[<prev] [next>] [<thread-prev] [thread-next>] [day] [month] [year] [list]
Message-ID: <4B16830B.4010801@gmail.com>
Date: Wed, 02 Dec 2009 16:08:59 +0100
From: Eric Dumazet <eric.dumazet@...il.com>
To: David Miller <davem@...emloft.net>
CC: kdakhane@...il.com, netdev@...r.kernel.org,
netfilter@...r.kernel.org, zbr@...emap.net,
Evgeniy Polyakov <zbr@...emap.net>
Subject: [PATCH net-next-2.6] tcp: connect() race with timewait reuse
Eric Dumazet a écrit :
> Eric Dumazet a écrit :
>> But even if sysctl_tw_reuse is cleared, we might trigger the bug if
>> local port is bound to a value.
>
> Oh well, that's more subtle than that.
>
> __inet_check_established() is called not only with bh disabled,
> but also with a lock on bind list if twp != NULL.
>
> However, if twp is NULL, lock is not held by caller.
>
> [ Thats the final
> ret = check_established(death_row, sk, snum, NULL);
> in __inet_hash_connect()]
>
> So triggering this bug with tw_reuse clear is tricky :
>
> You need several threads, using sockets with REUSEADDR set,
> and bind() to same address/port before connect() to same target.
>
> We need another patch to correct this.
>
Here is a separate patch for this issue, cooked on top of net-next-2.6
for testing purposes, and public discussion.
Thanks
[PATCH net-next-2.6] tcp: connect() race with timewait reuse
Its currently possible that several threads issuing a connect() find the same
timewait socket and try to reuse it, leading to list corruptions.
Condition for bug is that these threads bound their socket on same address/port
of to be found timewait socket, and connected to same target. (SO_REUSEADDR needed)
To fix this problem, we could unhash timewait socket while holding ehash lock,
to make sure lookups/changes will be serialized.

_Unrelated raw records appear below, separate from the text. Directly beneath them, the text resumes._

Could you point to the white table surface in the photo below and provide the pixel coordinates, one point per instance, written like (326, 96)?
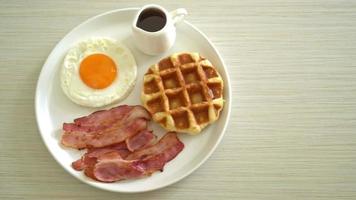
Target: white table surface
(292, 133)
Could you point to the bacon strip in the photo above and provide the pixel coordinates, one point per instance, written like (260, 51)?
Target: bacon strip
(140, 140)
(169, 145)
(103, 128)
(107, 165)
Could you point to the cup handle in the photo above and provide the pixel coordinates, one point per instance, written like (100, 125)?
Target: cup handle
(178, 15)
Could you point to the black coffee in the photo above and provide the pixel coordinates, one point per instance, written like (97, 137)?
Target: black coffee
(151, 20)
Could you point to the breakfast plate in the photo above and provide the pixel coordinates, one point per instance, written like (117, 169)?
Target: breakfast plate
(53, 107)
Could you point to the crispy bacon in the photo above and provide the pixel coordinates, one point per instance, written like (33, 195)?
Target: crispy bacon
(103, 128)
(169, 145)
(107, 165)
(140, 140)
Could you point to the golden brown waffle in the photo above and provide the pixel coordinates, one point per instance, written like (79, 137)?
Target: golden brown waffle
(183, 92)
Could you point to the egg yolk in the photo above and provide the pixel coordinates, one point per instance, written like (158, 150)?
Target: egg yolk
(98, 71)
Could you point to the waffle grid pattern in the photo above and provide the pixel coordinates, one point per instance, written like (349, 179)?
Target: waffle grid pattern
(183, 92)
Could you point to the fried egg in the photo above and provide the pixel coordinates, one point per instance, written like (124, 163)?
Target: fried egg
(97, 72)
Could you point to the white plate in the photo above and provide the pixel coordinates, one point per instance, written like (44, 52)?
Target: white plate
(53, 107)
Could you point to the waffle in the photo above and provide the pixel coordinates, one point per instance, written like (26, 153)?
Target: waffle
(183, 93)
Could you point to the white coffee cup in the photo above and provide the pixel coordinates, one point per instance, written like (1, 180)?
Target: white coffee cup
(154, 42)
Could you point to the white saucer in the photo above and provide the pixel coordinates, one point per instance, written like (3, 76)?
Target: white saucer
(53, 107)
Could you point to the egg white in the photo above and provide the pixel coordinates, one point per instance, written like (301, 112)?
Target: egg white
(77, 91)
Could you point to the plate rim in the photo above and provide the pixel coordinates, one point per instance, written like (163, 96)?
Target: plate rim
(168, 183)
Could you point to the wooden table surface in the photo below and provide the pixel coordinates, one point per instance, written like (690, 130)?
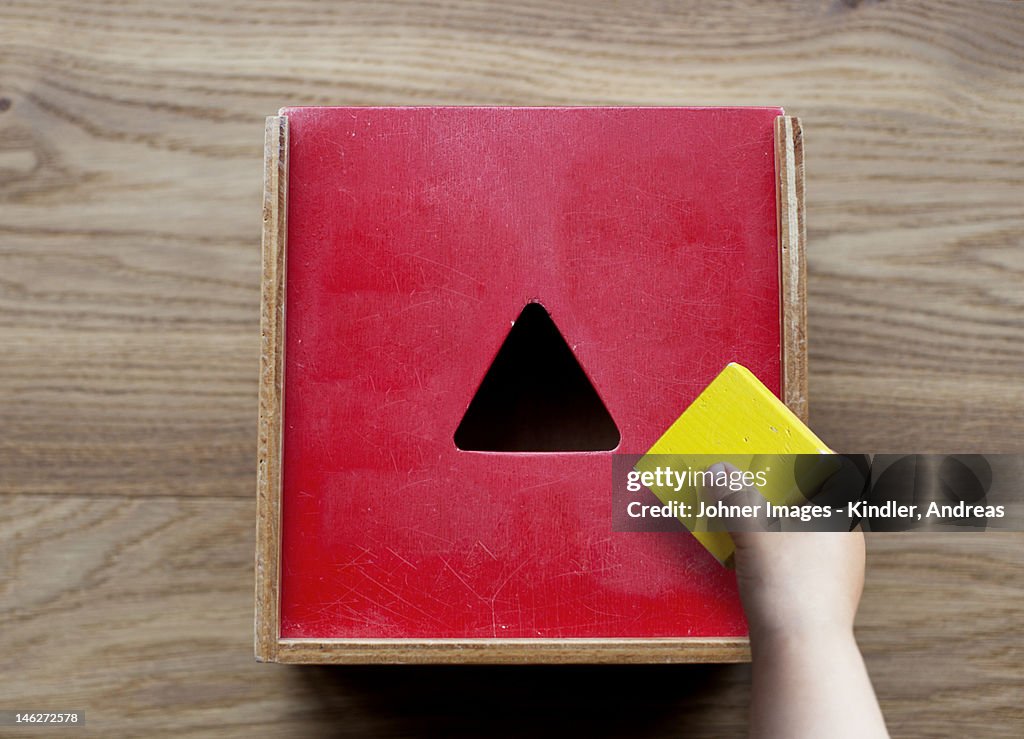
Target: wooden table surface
(130, 174)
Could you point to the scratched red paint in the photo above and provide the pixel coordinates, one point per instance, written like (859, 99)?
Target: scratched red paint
(415, 236)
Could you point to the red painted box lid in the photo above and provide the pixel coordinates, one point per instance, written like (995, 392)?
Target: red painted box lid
(416, 236)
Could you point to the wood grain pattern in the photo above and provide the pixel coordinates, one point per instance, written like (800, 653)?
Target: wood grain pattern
(271, 387)
(130, 172)
(793, 263)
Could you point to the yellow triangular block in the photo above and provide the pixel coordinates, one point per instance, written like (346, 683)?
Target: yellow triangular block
(738, 421)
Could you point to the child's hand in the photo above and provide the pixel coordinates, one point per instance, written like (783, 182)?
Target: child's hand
(800, 581)
(801, 591)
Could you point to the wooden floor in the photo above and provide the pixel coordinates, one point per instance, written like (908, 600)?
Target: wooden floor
(130, 172)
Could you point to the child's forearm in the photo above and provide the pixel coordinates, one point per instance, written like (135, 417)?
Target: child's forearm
(812, 684)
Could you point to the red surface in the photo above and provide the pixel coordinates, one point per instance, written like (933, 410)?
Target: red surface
(415, 236)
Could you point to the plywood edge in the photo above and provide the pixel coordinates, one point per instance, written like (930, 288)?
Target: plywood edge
(515, 651)
(271, 383)
(793, 265)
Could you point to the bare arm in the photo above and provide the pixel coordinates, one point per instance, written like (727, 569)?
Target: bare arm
(801, 592)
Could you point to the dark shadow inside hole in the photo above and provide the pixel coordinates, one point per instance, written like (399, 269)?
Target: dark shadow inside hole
(536, 397)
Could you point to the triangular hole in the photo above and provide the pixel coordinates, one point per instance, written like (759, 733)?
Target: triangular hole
(536, 397)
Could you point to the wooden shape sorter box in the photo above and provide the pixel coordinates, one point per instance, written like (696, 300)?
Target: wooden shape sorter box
(418, 259)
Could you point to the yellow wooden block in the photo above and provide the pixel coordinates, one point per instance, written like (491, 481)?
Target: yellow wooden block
(738, 421)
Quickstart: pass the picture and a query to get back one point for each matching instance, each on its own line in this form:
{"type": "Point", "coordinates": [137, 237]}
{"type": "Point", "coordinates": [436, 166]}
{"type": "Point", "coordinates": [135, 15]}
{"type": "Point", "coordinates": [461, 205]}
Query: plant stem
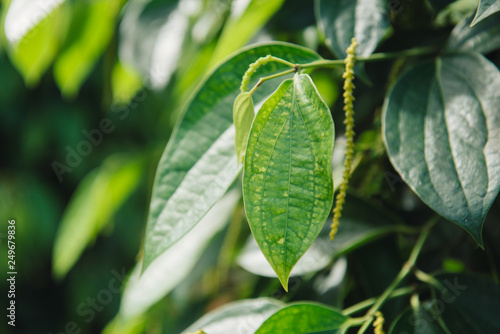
{"type": "Point", "coordinates": [369, 302]}
{"type": "Point", "coordinates": [327, 63]}
{"type": "Point", "coordinates": [405, 270]}
{"type": "Point", "coordinates": [374, 57]}
{"type": "Point", "coordinates": [277, 75]}
{"type": "Point", "coordinates": [426, 278]}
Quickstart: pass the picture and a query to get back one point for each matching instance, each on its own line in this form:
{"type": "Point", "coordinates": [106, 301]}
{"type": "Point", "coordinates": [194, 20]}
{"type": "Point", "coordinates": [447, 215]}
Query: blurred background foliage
{"type": "Point", "coordinates": [90, 91]}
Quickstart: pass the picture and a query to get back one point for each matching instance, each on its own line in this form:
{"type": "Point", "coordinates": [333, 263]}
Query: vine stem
{"type": "Point", "coordinates": [405, 270]}
{"type": "Point", "coordinates": [374, 57]}
{"type": "Point", "coordinates": [277, 75]}
{"type": "Point", "coordinates": [326, 63]}
{"type": "Point", "coordinates": [369, 302]}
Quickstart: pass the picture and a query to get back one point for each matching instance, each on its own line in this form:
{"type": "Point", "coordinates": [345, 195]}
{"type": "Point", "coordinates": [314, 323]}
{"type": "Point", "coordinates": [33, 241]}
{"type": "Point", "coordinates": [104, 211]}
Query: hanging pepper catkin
{"type": "Point", "coordinates": [378, 323]}
{"type": "Point", "coordinates": [349, 133]}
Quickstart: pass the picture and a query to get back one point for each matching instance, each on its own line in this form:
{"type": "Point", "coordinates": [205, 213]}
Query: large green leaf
{"type": "Point", "coordinates": [303, 318]}
{"type": "Point", "coordinates": [468, 304]}
{"type": "Point", "coordinates": [360, 223]}
{"type": "Point", "coordinates": [34, 33]}
{"type": "Point", "coordinates": [485, 9]}
{"type": "Point", "coordinates": [100, 194]}
{"type": "Point", "coordinates": [172, 267]}
{"type": "Point", "coordinates": [463, 304]}
{"type": "Point", "coordinates": [199, 163]}
{"type": "Point", "coordinates": [483, 37]}
{"type": "Point", "coordinates": [93, 25]}
{"type": "Point", "coordinates": [341, 20]}
{"type": "Point", "coordinates": [442, 131]}
{"type": "Point", "coordinates": [287, 178]}
{"type": "Point", "coordinates": [246, 19]}
{"type": "Point", "coordinates": [238, 317]}
{"type": "Point", "coordinates": [415, 322]}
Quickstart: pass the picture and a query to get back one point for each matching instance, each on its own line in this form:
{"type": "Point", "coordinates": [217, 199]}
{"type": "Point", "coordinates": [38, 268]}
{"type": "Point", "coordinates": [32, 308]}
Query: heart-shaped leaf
{"type": "Point", "coordinates": [442, 130]}
{"type": "Point", "coordinates": [238, 317]}
{"type": "Point", "coordinates": [303, 318]}
{"type": "Point", "coordinates": [287, 178]}
{"type": "Point", "coordinates": [360, 223]}
{"type": "Point", "coordinates": [199, 163]}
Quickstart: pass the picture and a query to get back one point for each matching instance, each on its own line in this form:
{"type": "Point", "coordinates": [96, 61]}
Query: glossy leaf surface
{"type": "Point", "coordinates": [238, 317]}
{"type": "Point", "coordinates": [442, 129]}
{"type": "Point", "coordinates": [243, 114]}
{"type": "Point", "coordinates": [174, 265]}
{"type": "Point", "coordinates": [199, 163]}
{"type": "Point", "coordinates": [303, 318]}
{"type": "Point", "coordinates": [360, 223]}
{"type": "Point", "coordinates": [287, 178]}
{"type": "Point", "coordinates": [485, 9]}
{"type": "Point", "coordinates": [482, 37]}
{"type": "Point", "coordinates": [24, 15]}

Only first one find the timewait
socket, other ones find the established socket and return an EADDRNOTAVAIL error.
Signed-off-by: Eric Dumazet <eric.dumazet@...il.com>
---
include/net/inet_timewait_sock.h | 2 +
net/ipv4/inet_hashtables.c | 7 +++--
net/ipv4/inet_timewait_sock.c | 36 ++++++++++++++++++++---------
net/ipv6/inet6_hashtables.c | 12 +++++----
4 files changed, 39 insertions(+), 18 deletions(-)

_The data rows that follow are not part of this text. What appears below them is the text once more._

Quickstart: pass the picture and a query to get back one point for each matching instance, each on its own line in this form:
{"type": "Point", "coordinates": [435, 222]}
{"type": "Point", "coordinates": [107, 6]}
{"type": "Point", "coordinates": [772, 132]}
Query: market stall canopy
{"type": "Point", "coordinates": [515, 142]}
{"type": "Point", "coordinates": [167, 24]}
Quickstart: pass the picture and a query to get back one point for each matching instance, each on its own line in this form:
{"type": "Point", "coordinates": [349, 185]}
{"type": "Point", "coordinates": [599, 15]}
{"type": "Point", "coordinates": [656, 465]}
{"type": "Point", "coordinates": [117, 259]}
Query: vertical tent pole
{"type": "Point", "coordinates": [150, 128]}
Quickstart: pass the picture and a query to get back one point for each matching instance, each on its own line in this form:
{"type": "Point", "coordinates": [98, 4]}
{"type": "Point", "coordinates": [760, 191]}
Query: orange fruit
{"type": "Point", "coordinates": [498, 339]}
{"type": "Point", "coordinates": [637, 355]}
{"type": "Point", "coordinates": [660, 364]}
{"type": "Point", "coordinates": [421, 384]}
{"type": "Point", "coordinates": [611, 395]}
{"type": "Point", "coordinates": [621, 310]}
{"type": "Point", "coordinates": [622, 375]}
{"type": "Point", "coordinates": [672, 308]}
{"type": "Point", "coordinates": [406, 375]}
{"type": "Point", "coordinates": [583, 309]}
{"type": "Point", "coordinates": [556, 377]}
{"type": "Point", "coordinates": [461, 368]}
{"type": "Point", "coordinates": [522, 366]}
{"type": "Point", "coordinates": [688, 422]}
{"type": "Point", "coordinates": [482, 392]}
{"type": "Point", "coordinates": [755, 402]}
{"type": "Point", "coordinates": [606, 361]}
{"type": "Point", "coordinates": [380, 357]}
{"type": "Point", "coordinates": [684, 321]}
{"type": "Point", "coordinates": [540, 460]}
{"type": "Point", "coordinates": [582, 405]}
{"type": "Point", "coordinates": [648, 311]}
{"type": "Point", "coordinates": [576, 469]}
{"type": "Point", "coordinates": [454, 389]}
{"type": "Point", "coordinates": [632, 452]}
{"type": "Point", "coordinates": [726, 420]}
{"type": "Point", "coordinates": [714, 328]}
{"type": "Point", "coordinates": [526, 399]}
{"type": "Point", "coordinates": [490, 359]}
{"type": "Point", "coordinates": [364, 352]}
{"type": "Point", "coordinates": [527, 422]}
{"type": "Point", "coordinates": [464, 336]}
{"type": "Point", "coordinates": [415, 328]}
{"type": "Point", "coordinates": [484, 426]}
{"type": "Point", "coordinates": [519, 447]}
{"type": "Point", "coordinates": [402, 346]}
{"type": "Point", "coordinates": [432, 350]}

diff --git a/include/net/inet_timewait_sock.h b/include/net/inet_timewait_sock.h
index 773b10f..59c80a0 100644
--- a/include/net/inet_timewait_sock.h
+++ b/include/net/inet_timewait_sock.h
@@ -199,6 +199,8 @@ static inline __be32 inet_rcv_saddr(const struct sock *sk)

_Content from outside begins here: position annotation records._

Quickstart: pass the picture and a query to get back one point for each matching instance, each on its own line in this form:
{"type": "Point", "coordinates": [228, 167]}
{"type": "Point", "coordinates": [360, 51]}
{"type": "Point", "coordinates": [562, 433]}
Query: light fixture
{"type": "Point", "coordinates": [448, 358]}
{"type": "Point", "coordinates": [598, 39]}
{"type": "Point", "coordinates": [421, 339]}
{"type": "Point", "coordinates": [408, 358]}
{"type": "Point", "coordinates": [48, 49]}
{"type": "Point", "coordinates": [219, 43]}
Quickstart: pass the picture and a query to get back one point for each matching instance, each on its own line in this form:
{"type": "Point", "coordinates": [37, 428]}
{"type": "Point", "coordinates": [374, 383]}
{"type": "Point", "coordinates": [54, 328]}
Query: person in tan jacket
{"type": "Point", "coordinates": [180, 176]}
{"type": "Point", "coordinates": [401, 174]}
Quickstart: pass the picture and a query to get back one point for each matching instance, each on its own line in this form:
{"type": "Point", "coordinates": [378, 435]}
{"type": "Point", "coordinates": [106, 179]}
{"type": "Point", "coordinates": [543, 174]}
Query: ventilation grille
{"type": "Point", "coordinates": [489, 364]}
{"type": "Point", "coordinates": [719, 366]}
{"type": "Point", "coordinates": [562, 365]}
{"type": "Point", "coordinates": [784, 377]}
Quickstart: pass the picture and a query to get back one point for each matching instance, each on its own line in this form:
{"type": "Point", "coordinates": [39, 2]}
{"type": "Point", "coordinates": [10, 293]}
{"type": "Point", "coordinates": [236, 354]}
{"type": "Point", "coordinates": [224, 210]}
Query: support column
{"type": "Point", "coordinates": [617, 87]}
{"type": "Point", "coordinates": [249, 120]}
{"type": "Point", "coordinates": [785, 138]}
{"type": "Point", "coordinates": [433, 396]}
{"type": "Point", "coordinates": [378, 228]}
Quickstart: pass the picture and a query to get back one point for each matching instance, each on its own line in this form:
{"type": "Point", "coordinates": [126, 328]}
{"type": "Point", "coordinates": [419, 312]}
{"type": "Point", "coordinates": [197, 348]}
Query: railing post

extern void inet_twsk_put(struct inet_timewait_sock *tw);
+extern void inet_twsk_unhash(struct inet_timewait_sock *tw);
+
extern struct inet_timewait_sock *inet_twsk_alloc(const struct sock *sk,
const int state);
diff --git a/net/ipv4/inet_hashtables.c b/net/ipv4/inet_hashtables.c
index 94ef51a..143ddb4 100644
--- a/net/ipv4/inet_hashtables.c
+++ b/net/ipv4/inet_hashtables.c
@@ -318,20 +318,21 @@ unique:
sk->sk_hash = hash;
WARN_ON(!sk_unhashed(sk));
__sk_nulls_add_node_rcu(sk, &head->chain);
+ if (tw) {
+ inet_twsk_unhash(tw);
+ NET_INC_STATS_BH(net, LINUX_MIB_TIMEWAITRECYCLED);
+ }
spin_unlock(lock);
sock_prot_inuse_add(sock_net(sk), sk->sk_prot, 1);
if (twp) {
*twp = tw;
- NET_INC_STATS_BH(net, LINUX_MIB_TIMEWAITRECYCLED);
} else if (tw) {
/* Silly. Should hash-dance instead... */
inet_twsk_deschedule(tw, death_row);
- NET_INC_STATS_BH(net, LINUX_MIB_TIMEWAITRECYCLED);
inet_twsk_put(tw);
}
-
return 0;
not_unique:
diff --git a/net/ipv4/inet_timewait_sock.c b/net/ipv4/inet_timewait_sock.c
index 1f5d508..680d09b 100644
--- a/net/ipv4/inet_timewait_sock.c
+++ b/net/ipv4/inet_timewait_sock.c
@@ -14,6 +14,21 @@
#include <net/inet_timewait_sock.h>
#include <net/ip.h>
+
+/*
+ * unhash a timewait socket from established hash
+ * lock must be hold by caller
+ */
+void inet_twsk_unhash(struct inet_timewait_sock *tw)
+{
+ if (hlist_nulls_unhashed(&tw->tw_node))
+ return;
+
+ hlist_nulls_del_rcu(&tw->tw_node);
+ sk_nulls_node_init(&tw->tw_node);
+ inet_twsk_put(tw);
+}
+
/* Must be called with locally disabled BHs. */
static void __inet_twsk_kill(struct inet_timewait_sock *tw,
struct inet_hashinfo *hashinfo)
@@ -24,12 +39,9 @@ static void __inet_twsk_kill(struct inet_timewait_sock *tw,
spinlock_t *lock = inet_ehash_lockp(hashinfo, tw->tw_hash);
spin_lock(lock);
- if (hlist_nulls_unhashed(&tw->tw_node)) {
- spin_unlock(lock);
- return;
- }
- hlist_nulls_del_rcu(&tw->tw_node);
- sk_nulls_node_init(&tw->tw_node);
+
+ inet_twsk_unhash(tw);
+
spin_unlock(lock);
/* Disassociate with bind bucket. */
@@ -37,9 +49,11 @@ static void __inet_twsk_kill(struct inet_timewait_sock *tw,
hashinfo->bhash_size)];
spin_lock(&bhead->lock);
tb = tw->tw_tb;
- __hlist_del(&tw->tw_bind_node);
- tw->tw_tb = NULL;
- inet_bind_bucket_destroy(hashinfo->bind_bucket_cachep, tb);
+ if (tb) {
+ __hlist_del(&tw->tw_bind_node);
+ tw->tw_tb = NULL;
+ inet_bind_bucket_destroy(hashinfo->bind_bucket_cachep, tb);
+ }
spin_unlock(&bhead->lock);
#ifdef SOCK_REFCNT_DEBUG
if (atomic_read(&tw->tw_refcnt) != 1) {
@@ -47,7 +61,8 @@ static void __inet_twsk_kill(struct inet_timewait_sock *tw,
tw->tw_prot->name, tw, atomic_read(&tw->tw_refcnt));
}
#endif
- inet_twsk_put(tw);
+ if (tb)
+ inet_twsk_put(tw);
}
static noinline void inet_twsk_free(struct inet_timewait_sock *tw)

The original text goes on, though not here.